Mimarlıkta Kontrol Kavramı

Kontrol kavramı ; bir şeyin gerçeğe ve aslına uygunluğuna bakma ve denetleme olarak tanımlanabilir. Tasarım sürecinde “imar kanunu” ve “yapı denetimi kanunu” gibi kanunlara uygun olarak tasarım yapma zorunluluğu vardır. Kanunların yanı sıra yapılacak binalarda alınacak temel önlemlere ilişkin deprem, yangın, ısı yalıtımı, sığınak, otopark, asansör yönetmeliği vb. yönetmelikler kapsamında binanın tasarlanması ve uygulanması gerekmektedir.

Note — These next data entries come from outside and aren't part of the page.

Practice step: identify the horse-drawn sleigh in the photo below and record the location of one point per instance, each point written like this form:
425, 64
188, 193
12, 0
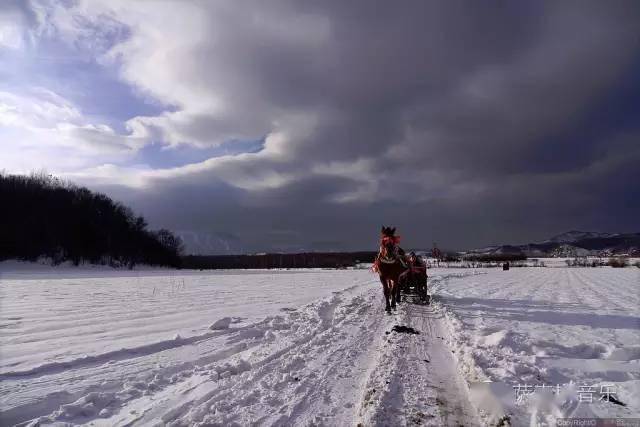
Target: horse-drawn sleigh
399, 273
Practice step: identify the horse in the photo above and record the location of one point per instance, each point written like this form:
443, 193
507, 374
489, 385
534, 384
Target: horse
389, 266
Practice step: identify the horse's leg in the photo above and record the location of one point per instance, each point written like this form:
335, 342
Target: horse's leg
385, 289
393, 286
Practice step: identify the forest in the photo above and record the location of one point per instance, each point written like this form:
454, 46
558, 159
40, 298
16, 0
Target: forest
44, 216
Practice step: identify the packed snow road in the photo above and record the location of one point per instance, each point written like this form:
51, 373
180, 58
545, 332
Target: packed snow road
267, 348
314, 347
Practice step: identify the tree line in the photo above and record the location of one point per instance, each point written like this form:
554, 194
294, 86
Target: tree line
279, 260
44, 216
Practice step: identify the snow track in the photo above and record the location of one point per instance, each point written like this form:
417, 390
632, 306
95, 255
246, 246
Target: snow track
332, 361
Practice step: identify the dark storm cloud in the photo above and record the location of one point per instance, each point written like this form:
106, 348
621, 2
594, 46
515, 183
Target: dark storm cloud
473, 123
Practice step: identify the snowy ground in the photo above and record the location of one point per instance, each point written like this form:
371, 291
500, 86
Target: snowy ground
577, 328
309, 347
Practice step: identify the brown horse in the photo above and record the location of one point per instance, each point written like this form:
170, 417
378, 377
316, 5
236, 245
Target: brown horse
389, 266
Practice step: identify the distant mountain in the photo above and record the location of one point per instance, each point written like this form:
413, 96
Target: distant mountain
208, 243
574, 236
571, 244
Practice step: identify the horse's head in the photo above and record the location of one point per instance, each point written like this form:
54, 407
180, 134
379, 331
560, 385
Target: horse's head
388, 241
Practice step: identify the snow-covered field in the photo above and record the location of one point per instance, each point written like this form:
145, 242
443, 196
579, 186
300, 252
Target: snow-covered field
572, 330
310, 347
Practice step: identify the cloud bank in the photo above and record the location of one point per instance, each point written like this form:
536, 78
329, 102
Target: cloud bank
460, 123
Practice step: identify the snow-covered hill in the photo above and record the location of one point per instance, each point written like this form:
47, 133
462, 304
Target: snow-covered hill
574, 236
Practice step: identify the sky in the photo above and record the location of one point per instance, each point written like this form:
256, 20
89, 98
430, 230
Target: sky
302, 125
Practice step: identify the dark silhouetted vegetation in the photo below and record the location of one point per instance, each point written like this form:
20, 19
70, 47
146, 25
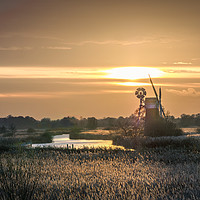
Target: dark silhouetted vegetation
162, 127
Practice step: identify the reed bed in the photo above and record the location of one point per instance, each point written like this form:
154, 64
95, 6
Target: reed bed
99, 174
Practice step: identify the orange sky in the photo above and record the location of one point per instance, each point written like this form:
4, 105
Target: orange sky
86, 58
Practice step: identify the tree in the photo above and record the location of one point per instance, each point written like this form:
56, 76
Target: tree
91, 123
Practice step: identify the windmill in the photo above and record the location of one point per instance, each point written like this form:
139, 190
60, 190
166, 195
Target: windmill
161, 111
140, 94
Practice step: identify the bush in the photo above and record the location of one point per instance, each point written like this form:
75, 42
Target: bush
45, 137
162, 127
31, 130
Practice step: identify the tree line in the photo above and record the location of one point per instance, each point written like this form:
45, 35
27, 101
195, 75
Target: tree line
20, 122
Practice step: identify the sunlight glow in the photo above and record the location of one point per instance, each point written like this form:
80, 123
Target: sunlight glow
133, 84
133, 73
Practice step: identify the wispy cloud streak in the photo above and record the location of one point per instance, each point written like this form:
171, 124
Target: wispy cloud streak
187, 92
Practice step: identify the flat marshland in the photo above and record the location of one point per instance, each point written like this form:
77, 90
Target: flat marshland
50, 173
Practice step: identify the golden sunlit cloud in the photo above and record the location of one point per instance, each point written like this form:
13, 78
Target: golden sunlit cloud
132, 84
133, 73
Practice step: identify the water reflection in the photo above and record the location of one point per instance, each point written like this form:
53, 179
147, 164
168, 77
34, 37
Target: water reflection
65, 141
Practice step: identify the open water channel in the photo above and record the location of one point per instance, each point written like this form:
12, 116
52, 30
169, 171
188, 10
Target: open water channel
65, 141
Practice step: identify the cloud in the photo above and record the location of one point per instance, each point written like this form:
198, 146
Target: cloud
182, 63
58, 48
14, 48
113, 42
187, 92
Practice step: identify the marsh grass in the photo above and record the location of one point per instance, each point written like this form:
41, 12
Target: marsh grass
142, 142
51, 173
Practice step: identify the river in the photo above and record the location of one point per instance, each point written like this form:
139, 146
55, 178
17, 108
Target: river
65, 141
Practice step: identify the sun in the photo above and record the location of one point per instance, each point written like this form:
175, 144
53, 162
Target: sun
132, 73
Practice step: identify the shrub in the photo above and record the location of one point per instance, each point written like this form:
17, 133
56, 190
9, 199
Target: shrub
31, 130
162, 127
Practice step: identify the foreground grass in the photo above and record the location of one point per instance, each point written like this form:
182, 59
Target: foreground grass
99, 174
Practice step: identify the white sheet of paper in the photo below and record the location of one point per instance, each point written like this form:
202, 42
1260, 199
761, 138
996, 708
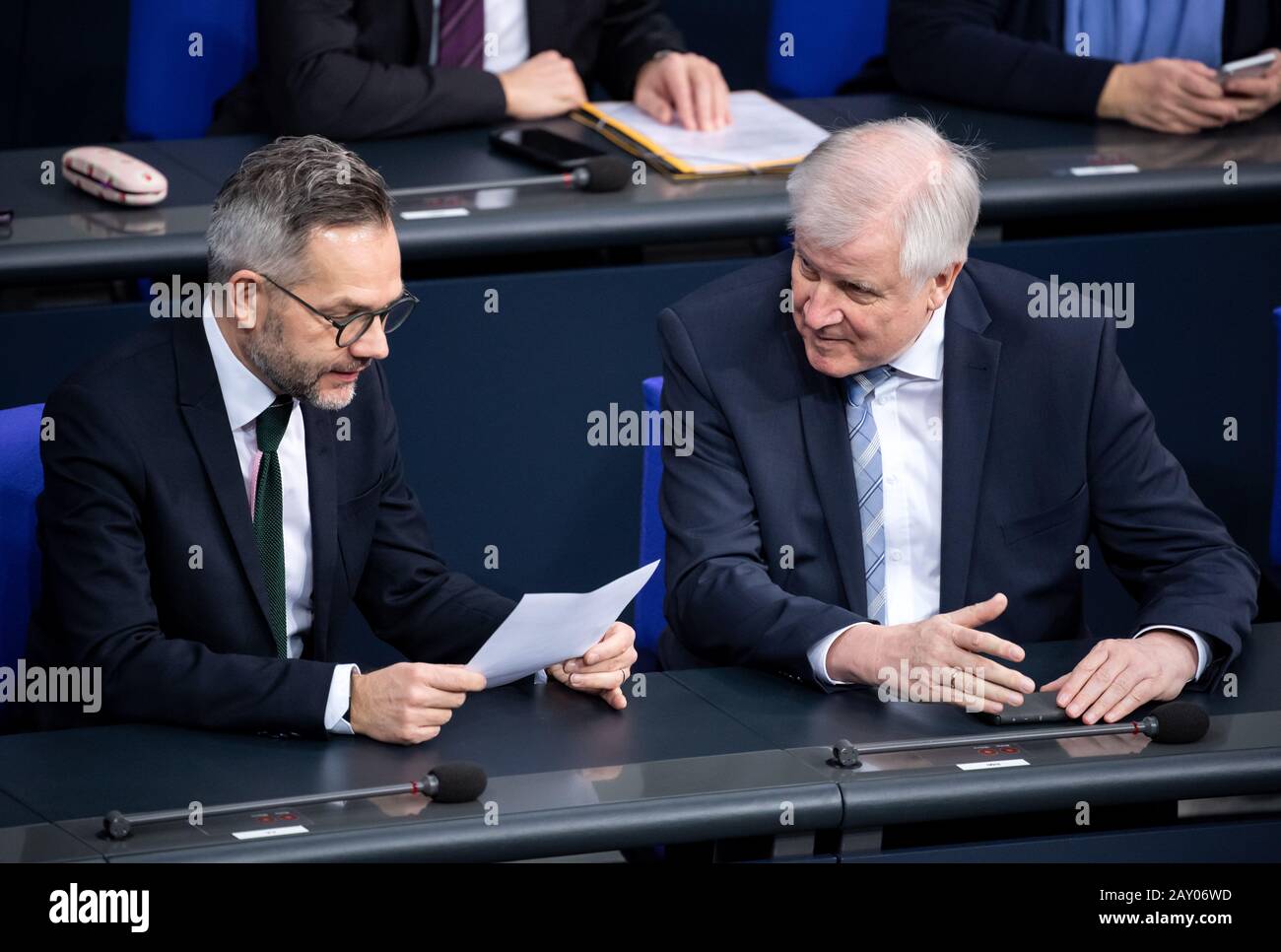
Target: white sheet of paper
549, 628
763, 131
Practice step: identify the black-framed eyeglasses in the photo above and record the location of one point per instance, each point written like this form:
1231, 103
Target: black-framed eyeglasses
354, 325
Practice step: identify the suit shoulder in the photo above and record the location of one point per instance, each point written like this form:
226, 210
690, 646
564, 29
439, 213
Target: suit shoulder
132, 363
1045, 311
742, 296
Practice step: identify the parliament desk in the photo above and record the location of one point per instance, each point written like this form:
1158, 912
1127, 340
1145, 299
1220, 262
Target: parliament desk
716, 756
1041, 175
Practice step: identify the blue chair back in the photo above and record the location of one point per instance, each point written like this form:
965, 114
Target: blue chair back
21, 481
653, 540
1275, 536
832, 39
169, 93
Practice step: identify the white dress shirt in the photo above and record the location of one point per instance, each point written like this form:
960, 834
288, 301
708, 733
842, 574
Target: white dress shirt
909, 413
507, 21
246, 397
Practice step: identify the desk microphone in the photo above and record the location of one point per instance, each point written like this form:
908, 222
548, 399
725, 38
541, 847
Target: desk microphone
447, 783
1179, 721
605, 173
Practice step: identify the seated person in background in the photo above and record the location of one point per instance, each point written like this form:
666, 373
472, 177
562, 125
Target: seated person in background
897, 469
221, 490
1151, 63
376, 68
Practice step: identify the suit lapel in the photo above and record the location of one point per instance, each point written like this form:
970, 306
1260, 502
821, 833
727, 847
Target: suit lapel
321, 489
203, 409
827, 442
970, 364
423, 21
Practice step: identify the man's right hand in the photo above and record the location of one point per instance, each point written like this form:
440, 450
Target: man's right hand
542, 86
1167, 95
408, 703
943, 655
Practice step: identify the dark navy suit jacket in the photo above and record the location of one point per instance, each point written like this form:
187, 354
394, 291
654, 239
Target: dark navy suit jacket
142, 468
1045, 442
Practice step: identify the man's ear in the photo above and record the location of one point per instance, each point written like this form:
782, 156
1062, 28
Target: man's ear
940, 285
241, 299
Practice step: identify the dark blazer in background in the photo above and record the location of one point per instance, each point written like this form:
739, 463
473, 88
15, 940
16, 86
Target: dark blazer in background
359, 68
142, 468
1008, 55
1045, 443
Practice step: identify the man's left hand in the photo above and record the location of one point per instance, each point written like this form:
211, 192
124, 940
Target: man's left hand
603, 668
1255, 95
684, 86
1122, 674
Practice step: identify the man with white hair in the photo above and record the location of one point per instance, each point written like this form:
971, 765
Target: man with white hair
895, 464
223, 487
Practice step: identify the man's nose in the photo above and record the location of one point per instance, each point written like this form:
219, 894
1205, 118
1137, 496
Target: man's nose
819, 308
371, 345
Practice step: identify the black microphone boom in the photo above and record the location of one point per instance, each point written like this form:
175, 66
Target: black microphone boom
1178, 721
447, 783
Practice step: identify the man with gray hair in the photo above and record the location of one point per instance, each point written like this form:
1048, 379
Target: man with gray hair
896, 465
208, 514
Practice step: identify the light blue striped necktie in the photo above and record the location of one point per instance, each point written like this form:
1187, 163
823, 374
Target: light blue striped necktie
865, 444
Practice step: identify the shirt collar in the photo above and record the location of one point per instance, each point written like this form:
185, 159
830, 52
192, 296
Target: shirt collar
243, 395
923, 357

Bir binanın tasarım aşamasından başlayarak kullanımına kadar geçen süreçteki kontrol ve denetim aşamaları şu şekilde özetlenebilir:

  • Büyük ölçekli projelerde yüklenicinin talebi ile ilk etüd, planlama ve fizibilite için teknik müşavir firmalardan destek istenir. Daha küçük ölçekli projelerde yüklenicinin tercihleri doğrultusunda doğrudan proje aşamasına geçilmektedir.
  • Yasa ve yönetmeliklere uygun olarak hazırlanan projelendirme aşamasında dört disiplin (mimar, elektrik mühendisi, makine mühendisi, inşaat mühendisi) birlikte çalışarak uygulama ve detay projelerini hazırlar. Hazırlanan projeler yukarıda belirttiğimiz meslek odalarının denetiminden geçirilerek yasa, yönetmeliklere uygunluğu kontrol edilir. Yasa ve yönetmeliklere uygun olmayan projeler yeniden tasarımcı ve ekibi tarafından gözden geçirilir.
  • Sonraki aşamada; Belediye ve mücavir alan sınırları içerisinde kalan yerlerde belediyeler, bu alanların dışında kalan yerlerde valilikler tarafından “Yapı Ruhsatı” verilerek inşa sürecine başlanır. 4708 sayılı Kanun kapsamında kalan binaların imalatlarını Yapı Denetim Kuruluşları denetlemektedir. Yapı Denetim Şirketleri proje yapmazlar, proje yapmaları kanunla yasaklanmıştır. Yapı Denetim Şirketleri, projesi çizilmiş yapının, önce projelerinin kontrolünden ve daha sonrada inşasına başlanmasından bitiminde kadar, inşaatı denetlemekle ve projeye uygun inşasıyla sorumludur. İnşaatın yapımı aşamasında projeye aykırı olduğu görülen bir nokta olursa yaptırımı vardır, çünkü bu hatadan yapı denetim şirketi sorumlu olur. Kanun kapsamı dışında kalan binalarda ise genellikle proje müellifinin üstlenmiş olduğu TUS (Teknik Uygulama Sorumluluğu) geçerlidir.
  • Verilen yapı ruhsatı ve eklerine uygun olduğu kontrol edilen binalara Belediyeler ya da Valilikler tarafından “ Yapı Kullanma İzi n Belgesi ” verilir.